No. A hospice that has exceed their aggregate cap limit for the time period stated in the Request for Applications does not meet the qualifying criteria specified in the section Basic Requirements of Eligible Applicants. The applicant must demonstrate it is in good standing as demonstrated by not exceeding the inpatient hospice cap or the aggregate hospice cap for the cap years (11/1-10/31) 2012, 2011, and 2010 for which data are available.

Would the hospice agency be able to limit the number of beneficiaries they enroll in the Model?

Yes. The request for applications Model Design section requests information on the number of beneficiaries the applicant anticipates enrolling in the Model as well as an explanation of how the applicant arrived at this estimate.

Is review of the individualized care plan that includes the patient centered goals required every 15 days or every 30 days?

As per the Conditions of Participation at §418.56 (d) Standard: Review of the plan of care, the hospice interdisciplinary group (in collaboration with the individual's attending physician,) must review, revise and document the individualized care plan as frequently as the patient's condition requires, but no less frequently than every 15 calendar days.

Does the Model require a Hospice RN Case Manager (RNCM) to complete an in-person assessment for the purposes of updating the patient-centered goals and plan of care or, under this Model; is it acceptable to make updates based on telephone check-ins with the patient and patient’s team of healthcare providers?

The Conditions of Participation at §418.56 require the interdisciplinary group, as a whole, to update the comprehensive assessment at least every 15 days, and more frequently as the patient’s condition requires. While not explicit in the Conditions of Participation, the process to update the plan of care requires a face-to-face visit and assessment by the RN as the revised plan of care must include information from the patient's updated comprehensive assessment and must note the patient's progress toward outcomes and goals specified in the plan of care.

Is a RN case manager required for this Model, or could a hospice develop a model utilizing a Social Worker case manager?

The Conditions of Participation at §418.56 require that the hospice interdisciplinary group must designate a registered nurse, who is a member of that interdisciplinary group, to provide coordination of care and to ensure continuous assessment of each patient’s and family’s needs, and to ensure continuous implementation of the interdisciplinary plan of care.

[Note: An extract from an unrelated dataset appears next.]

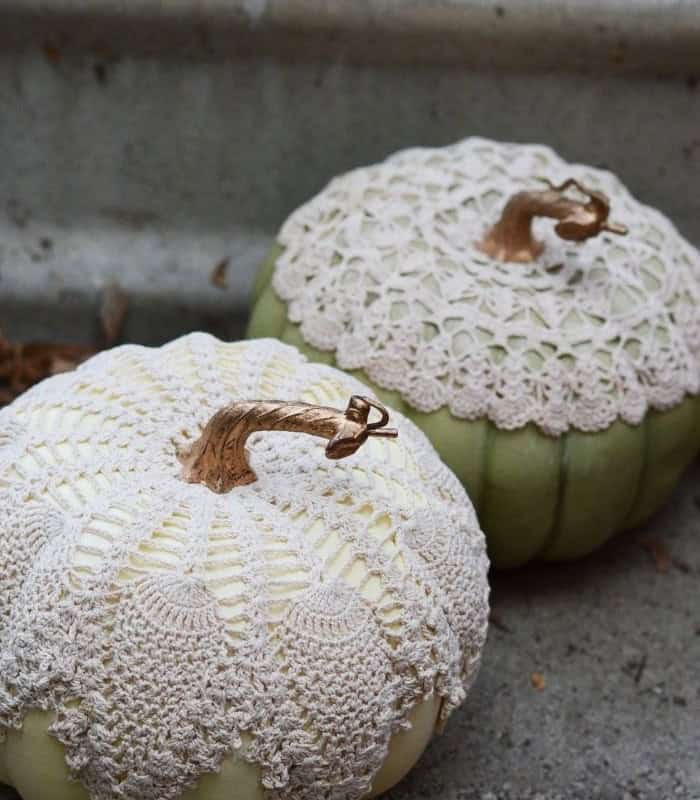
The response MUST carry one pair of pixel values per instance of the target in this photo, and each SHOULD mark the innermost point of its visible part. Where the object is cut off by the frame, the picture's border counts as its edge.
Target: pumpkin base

Whether the hospice chooses to add a social worker as a case manager, in addition to the required RN coordinator, is up to the Model participant.

Can a main hospice with multiple other hospices, each having their own National Provider Identifier (NPI), submit one application or must each hospice apply individually to participate in the Model?

Each hospice location participating in the Model must have an individual National Provider Identifier and must apply individually using its provider number. Each application will be reviewed and evaluated on the merits of that particular hospice. Payment to hospices selected to participate in the Model will be made directly to the hospice utilizing its provider number. CMS seeks to enroll geographically diverse hospices of differing sizes that serve demographically different populations.

The Request for Applications uses the term “traditional home”; does this include a group or boarding home?

Under the Medicare Care Choices Model, “home” is defined as a location or residence, other than a hospital or other facility, where the patient receives care in a residence. A beneficiary residing in a group home, defined as a residence, with shared living areas, where clients receive supervision and other services such as social and/or behavioral services, custodial service, and minimal services (e.g., medication administration), or a boarding home, defined as a home or facility (often a larger converted residence) where an individual rents a room and receives no supportive services would be eligible to participate. In order to be eligible for the Model, the qualifying beneficiary must have resided in a home, not an institutional setting for the purposes of receiving nursing or aide services, for a period of at least 30 days prior to their enrollment in the Model.